Comment 5 Sandro Bonazzola 2020-05-07 07:08:13 UTC 
*** Bug 1832210 has been marked as a duplicate of this bug. ***
Comment 6 Martin Tessun 2020-05-07 07:37:10 UTC 
We probably need to reduce it to one year to be "future proof" - see e.g. https://www.thesslstore.com/blog/ssl-certificate-validity-will-be-limited-to-one-year-by-apples-safari-browser/
Comment 7 Martin Perina 2020-10-07 12:34:03 UTC 
Updating bug title according to comment 6
Comment 8 RHEL Program Management 2020-10-13 08:30:04 UTC 
The documentation text flag should only be set after 'doc text' field is provided.

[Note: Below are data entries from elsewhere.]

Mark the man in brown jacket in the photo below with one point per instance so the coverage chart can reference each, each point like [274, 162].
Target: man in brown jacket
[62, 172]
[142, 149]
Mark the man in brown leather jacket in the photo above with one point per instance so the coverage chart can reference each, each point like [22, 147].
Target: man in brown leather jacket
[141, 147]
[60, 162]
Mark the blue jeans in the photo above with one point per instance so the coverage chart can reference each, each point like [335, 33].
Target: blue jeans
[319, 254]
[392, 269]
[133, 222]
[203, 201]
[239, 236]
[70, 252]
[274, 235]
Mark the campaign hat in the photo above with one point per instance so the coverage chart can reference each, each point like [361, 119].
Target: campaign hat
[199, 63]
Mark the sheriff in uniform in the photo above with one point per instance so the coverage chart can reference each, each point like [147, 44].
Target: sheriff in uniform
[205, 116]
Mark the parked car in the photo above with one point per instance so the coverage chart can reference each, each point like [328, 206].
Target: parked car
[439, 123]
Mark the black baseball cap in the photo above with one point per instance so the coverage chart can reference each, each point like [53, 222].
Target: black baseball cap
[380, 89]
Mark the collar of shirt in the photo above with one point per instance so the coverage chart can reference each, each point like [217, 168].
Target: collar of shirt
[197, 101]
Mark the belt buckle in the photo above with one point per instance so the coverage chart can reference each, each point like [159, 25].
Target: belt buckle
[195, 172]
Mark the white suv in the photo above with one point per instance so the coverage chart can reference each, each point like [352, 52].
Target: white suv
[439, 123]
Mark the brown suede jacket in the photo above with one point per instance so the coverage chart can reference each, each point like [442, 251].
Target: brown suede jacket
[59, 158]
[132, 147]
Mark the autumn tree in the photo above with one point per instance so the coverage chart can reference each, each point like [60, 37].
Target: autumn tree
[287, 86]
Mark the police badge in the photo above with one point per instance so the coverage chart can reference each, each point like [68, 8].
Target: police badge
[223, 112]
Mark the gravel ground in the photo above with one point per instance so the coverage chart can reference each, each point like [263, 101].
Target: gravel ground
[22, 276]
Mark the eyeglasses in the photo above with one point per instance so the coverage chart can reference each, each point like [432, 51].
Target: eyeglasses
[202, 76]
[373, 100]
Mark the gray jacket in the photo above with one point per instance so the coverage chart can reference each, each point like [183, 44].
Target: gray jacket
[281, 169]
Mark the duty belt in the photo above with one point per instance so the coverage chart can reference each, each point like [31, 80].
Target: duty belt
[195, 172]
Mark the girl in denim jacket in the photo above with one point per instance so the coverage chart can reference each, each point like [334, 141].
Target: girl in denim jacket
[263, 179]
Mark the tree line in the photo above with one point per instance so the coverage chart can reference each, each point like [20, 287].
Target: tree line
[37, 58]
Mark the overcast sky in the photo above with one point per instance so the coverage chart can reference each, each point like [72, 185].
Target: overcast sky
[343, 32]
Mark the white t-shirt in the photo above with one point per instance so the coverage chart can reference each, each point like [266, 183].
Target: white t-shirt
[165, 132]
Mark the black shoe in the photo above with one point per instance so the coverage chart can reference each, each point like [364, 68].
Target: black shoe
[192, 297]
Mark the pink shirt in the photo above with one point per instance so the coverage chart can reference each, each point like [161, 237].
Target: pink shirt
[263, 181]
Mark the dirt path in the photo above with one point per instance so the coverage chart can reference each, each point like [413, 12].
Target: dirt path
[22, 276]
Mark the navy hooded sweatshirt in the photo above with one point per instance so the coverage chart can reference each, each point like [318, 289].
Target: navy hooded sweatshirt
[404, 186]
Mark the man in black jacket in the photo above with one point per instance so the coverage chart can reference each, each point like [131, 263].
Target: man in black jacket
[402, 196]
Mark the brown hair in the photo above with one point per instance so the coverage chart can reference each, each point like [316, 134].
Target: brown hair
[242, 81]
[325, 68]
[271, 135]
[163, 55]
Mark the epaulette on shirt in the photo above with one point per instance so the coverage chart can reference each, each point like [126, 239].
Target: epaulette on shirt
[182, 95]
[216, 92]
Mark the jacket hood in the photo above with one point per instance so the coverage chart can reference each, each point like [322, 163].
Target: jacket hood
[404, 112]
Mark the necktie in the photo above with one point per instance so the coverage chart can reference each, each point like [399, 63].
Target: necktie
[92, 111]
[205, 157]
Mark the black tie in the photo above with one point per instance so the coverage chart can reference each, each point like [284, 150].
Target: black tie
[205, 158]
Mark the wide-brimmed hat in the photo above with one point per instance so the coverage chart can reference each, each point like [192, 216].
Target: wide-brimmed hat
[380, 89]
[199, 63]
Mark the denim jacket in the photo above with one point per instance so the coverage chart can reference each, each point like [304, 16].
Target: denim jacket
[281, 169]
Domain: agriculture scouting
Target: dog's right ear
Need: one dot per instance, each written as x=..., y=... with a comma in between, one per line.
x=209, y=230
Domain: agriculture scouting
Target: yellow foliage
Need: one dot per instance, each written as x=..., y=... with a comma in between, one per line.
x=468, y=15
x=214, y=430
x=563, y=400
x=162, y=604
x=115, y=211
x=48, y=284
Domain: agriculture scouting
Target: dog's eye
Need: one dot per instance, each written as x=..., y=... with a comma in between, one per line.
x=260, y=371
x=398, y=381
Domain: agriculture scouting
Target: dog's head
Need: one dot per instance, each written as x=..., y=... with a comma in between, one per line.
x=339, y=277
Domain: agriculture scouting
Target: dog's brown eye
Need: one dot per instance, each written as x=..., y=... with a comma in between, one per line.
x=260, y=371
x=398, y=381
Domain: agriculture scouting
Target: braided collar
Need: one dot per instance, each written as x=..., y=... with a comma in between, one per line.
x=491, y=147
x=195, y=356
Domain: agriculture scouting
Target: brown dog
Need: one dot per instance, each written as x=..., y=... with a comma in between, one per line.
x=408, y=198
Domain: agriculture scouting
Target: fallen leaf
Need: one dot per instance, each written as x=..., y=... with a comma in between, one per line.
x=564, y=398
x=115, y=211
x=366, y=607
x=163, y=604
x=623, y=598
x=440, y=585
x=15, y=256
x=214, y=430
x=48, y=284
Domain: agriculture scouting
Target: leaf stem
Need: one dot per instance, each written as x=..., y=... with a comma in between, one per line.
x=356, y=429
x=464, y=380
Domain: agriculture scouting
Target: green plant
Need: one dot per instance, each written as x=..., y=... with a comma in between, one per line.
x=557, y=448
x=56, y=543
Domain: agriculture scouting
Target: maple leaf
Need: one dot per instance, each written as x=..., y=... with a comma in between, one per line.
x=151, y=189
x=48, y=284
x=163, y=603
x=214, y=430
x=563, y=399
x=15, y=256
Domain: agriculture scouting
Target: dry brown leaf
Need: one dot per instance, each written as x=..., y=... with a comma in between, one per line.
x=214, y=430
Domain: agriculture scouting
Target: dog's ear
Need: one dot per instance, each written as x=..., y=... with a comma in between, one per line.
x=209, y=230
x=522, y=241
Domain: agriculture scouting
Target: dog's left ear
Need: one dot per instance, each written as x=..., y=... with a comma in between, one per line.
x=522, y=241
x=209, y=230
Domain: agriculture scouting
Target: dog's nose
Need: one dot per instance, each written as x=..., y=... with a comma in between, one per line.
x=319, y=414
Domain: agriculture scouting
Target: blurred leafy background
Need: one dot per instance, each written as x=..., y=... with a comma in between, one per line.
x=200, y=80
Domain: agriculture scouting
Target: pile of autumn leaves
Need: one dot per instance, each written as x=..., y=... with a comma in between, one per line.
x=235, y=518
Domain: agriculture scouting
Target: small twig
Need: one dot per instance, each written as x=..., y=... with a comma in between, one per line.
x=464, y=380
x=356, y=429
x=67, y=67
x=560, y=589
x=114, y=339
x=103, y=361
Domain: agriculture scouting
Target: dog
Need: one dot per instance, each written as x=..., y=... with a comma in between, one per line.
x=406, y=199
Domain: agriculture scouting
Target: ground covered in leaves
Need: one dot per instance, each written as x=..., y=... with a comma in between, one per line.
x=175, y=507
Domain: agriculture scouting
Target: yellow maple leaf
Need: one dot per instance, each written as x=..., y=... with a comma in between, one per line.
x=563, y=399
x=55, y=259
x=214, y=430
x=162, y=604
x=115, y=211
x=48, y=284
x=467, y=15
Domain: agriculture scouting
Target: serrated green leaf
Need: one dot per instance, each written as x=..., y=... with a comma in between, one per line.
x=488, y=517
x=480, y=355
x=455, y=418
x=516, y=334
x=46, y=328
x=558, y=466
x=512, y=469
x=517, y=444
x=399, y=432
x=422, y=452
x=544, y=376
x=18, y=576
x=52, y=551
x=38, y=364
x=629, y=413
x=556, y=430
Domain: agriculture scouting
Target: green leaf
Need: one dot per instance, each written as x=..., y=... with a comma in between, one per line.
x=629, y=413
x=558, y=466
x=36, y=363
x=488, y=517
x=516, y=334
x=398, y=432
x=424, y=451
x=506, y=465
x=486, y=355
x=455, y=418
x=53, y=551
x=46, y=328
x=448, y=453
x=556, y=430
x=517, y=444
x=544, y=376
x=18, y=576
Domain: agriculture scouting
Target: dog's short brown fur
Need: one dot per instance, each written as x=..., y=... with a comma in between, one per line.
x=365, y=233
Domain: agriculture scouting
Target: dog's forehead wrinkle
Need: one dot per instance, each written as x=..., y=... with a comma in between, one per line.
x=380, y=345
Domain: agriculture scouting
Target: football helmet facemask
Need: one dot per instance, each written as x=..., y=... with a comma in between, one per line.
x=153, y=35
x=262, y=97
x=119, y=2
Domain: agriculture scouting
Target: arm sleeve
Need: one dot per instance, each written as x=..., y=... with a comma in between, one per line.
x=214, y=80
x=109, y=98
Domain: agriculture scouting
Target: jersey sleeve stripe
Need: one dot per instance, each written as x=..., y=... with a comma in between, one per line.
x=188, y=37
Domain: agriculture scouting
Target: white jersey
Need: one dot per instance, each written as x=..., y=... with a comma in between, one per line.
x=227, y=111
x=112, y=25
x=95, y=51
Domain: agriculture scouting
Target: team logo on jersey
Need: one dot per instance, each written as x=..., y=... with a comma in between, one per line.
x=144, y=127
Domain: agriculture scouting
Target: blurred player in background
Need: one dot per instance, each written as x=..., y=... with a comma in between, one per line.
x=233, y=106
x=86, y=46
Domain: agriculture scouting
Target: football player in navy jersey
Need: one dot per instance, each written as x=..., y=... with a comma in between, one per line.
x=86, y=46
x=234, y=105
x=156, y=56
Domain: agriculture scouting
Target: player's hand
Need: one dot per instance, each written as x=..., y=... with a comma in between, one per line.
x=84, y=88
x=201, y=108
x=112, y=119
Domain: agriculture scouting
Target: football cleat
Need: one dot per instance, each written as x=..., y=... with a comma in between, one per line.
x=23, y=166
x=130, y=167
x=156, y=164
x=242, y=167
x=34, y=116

Please provide the documentation text and set the flag to '?' again.
Comment 9 Petr Matyáš 2020-10-29 15:22:47 UTC 
Verified on ovirt-engine-4.4.3.8-0.1.el8ev.noarch
Comment 10 Sandro Bonazzola 2020-11-11 06:42:03 UTC 
This bugzilla is included in oVirt 4.4.3 release, published on November 10th 2020.

Since the problem described in this bug report should be resolved in oVirt 4.4.3 release, it has been closed with a resolution of CURRENT RELEASE.

If the solution does not work for you, please open a new bug report.